To help you understand my experience a little, you need some background.
I grew up Baptist. Now, I can't speak for all churches of this denomination, but I can tell you that I was taught that Satan had his hand in an awful lot of stuff. Almost anything that came from anywhere outside of our home town was pretty suspicious, and a heck of a lot of what DID come from our home town was for sure hell-bound as well. So the Catholics were doomed (they had statues in their churches, idols, doncha know! AND beer tents and BINGO!), and Mormons and Jehovah Witnesses for sure. The Methodists might make it even though they baptized BABIES for crying out loud, and the other Protestants might be okay. I'd never even heard of a Muslim or a Buddist, honestly, but I knew that Hypnosis and Accupuncture and Iridology and Reflexology and most other non-traditional-medical-ologies were certainly dabbling in the Devil, and Yoga was certainly right up there as a doorway straight to Hades. Namaste, y'all.
Clearly I had some things to work through in my medical training, as well as in my spiritual journey.
But Babygirl's new doctors have literally prescribed yoga three times weekly for her headaches. So here we are, pushing through yet another rediculous cultural barrier leftover from childhood.
"Namaste" literally means "I bow" but implies "I bow to the divine in you" as a recognition of the spark of the divine dwelling in all people. Taken from the narrowest view of my childhood I suppose it could be interpreted as "I worship the divine in you" which would, of course, put this greeting right up there in the 'idol worship' (go straight to Hell, do not pass Go) category. Taken as my heart has come to understand Christ's call to us all, I would interpret it as, "I recognize that you, as I, are equally created in the image of God, and I honor that image."
We are called to love others as ourselves. We are all made in the image of God. The fact that I was taught to distrust my own theology if it came in a foreign language doesn't change my theology. Namaste.

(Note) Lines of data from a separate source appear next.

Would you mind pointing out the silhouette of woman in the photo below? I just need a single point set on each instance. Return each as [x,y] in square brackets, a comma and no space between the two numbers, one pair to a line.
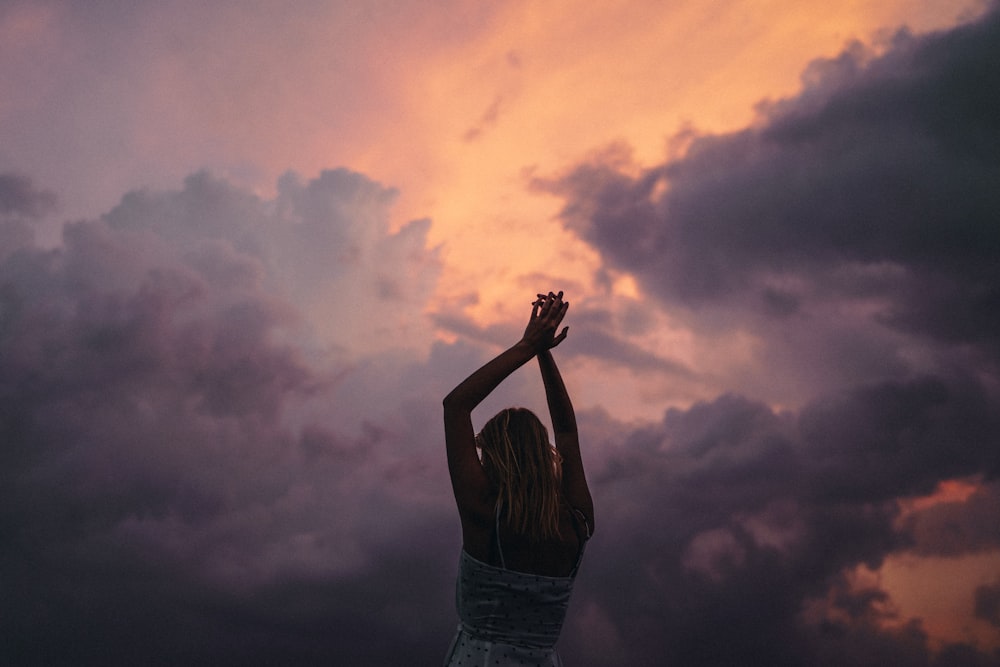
[525,507]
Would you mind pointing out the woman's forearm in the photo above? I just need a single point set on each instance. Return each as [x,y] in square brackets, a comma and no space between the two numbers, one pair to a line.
[475,388]
[560,406]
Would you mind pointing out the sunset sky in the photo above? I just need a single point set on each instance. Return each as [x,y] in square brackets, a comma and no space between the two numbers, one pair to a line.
[245,249]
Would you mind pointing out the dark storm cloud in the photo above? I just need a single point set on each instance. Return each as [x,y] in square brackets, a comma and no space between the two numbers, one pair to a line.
[879,184]
[855,232]
[187,476]
[20,197]
[735,528]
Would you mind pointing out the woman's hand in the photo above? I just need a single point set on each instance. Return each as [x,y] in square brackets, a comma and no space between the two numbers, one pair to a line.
[547,313]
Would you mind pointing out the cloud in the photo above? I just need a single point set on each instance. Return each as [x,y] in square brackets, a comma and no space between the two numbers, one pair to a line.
[193,471]
[220,414]
[737,528]
[870,199]
[852,234]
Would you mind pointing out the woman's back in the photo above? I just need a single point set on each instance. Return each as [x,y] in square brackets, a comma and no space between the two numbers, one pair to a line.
[497,544]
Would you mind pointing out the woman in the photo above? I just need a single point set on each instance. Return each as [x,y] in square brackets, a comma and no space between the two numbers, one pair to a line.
[525,507]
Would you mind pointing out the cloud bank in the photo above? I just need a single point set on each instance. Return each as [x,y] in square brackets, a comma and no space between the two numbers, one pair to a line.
[220,413]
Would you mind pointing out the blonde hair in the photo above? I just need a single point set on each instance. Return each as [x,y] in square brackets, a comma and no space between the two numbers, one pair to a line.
[525,468]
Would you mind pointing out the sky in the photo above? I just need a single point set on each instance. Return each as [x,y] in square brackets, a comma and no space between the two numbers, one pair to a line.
[245,250]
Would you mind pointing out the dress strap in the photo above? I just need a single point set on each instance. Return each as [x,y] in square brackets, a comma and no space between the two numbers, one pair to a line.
[580,516]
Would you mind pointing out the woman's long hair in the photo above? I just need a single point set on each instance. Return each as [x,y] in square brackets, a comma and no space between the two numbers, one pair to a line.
[525,468]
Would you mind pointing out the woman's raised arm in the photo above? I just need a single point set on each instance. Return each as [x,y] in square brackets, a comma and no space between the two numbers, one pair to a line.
[468,480]
[574,481]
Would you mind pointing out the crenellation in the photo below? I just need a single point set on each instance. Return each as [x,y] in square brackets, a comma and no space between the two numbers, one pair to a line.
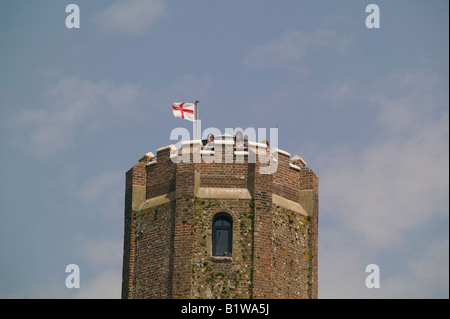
[172,200]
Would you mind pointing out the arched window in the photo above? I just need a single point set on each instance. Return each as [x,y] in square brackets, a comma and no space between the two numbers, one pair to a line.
[222,236]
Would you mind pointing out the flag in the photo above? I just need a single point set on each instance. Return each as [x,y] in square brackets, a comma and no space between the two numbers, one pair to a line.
[184,110]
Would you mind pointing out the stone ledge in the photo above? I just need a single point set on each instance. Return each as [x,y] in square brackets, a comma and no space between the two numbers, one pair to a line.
[288,204]
[158,200]
[216,192]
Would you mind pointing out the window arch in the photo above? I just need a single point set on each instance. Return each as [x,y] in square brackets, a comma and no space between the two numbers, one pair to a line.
[222,235]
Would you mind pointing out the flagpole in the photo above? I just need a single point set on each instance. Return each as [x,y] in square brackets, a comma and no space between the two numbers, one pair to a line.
[196,117]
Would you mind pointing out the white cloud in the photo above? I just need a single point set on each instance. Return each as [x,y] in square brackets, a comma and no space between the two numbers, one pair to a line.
[133,16]
[379,196]
[291,48]
[74,106]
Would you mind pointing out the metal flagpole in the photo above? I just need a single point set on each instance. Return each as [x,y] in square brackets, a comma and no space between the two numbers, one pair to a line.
[196,117]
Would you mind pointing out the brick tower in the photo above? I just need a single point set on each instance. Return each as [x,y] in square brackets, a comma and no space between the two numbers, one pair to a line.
[197,228]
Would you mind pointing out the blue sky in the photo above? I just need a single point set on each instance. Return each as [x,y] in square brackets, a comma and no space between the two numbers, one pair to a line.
[367,109]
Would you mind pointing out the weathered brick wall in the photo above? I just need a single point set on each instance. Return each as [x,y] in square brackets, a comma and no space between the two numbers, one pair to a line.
[274,248]
[134,179]
[290,254]
[222,277]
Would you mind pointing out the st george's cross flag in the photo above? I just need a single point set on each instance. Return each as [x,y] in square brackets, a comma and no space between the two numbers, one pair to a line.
[184,110]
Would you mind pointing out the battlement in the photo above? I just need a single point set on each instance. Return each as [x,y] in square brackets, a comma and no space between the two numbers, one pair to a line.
[269,198]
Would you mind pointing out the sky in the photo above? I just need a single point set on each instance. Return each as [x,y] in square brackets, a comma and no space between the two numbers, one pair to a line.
[366,108]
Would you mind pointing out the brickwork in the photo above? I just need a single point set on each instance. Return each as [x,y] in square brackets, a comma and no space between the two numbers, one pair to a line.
[170,205]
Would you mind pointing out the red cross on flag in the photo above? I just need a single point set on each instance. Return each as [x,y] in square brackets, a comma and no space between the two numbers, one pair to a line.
[184,110]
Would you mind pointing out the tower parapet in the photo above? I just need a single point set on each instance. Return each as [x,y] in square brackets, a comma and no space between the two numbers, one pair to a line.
[220,222]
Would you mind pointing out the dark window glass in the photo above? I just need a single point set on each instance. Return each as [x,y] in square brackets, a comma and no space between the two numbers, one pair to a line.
[222,233]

The class was an hour and a quarter. I was, somehow, not expecting it to feel like exercise. This, it turns out, was a serious error in judgement. My legs are pretty good from all the walking. My abs? Not so much. I rehabilitated my right leg after a foot fracture a few years ago so my balance there isn't TOO bad, but the left? Let's not talk about it.
Before the poses requiring us to stand on one leg, the instructor kindly told the class that we were all welcome to move to the wall if we needed support for balance. It wasn't until today that it dawned on me that she was actually only talking to ME, the new, grey-haired lady with zero yoga experience.
We both had some perceptions to work through. I didn't fall over because of my grey hair, and lightning didn't strike me for growing up Baptist and attending yoga anyway. I think we'll all be okay.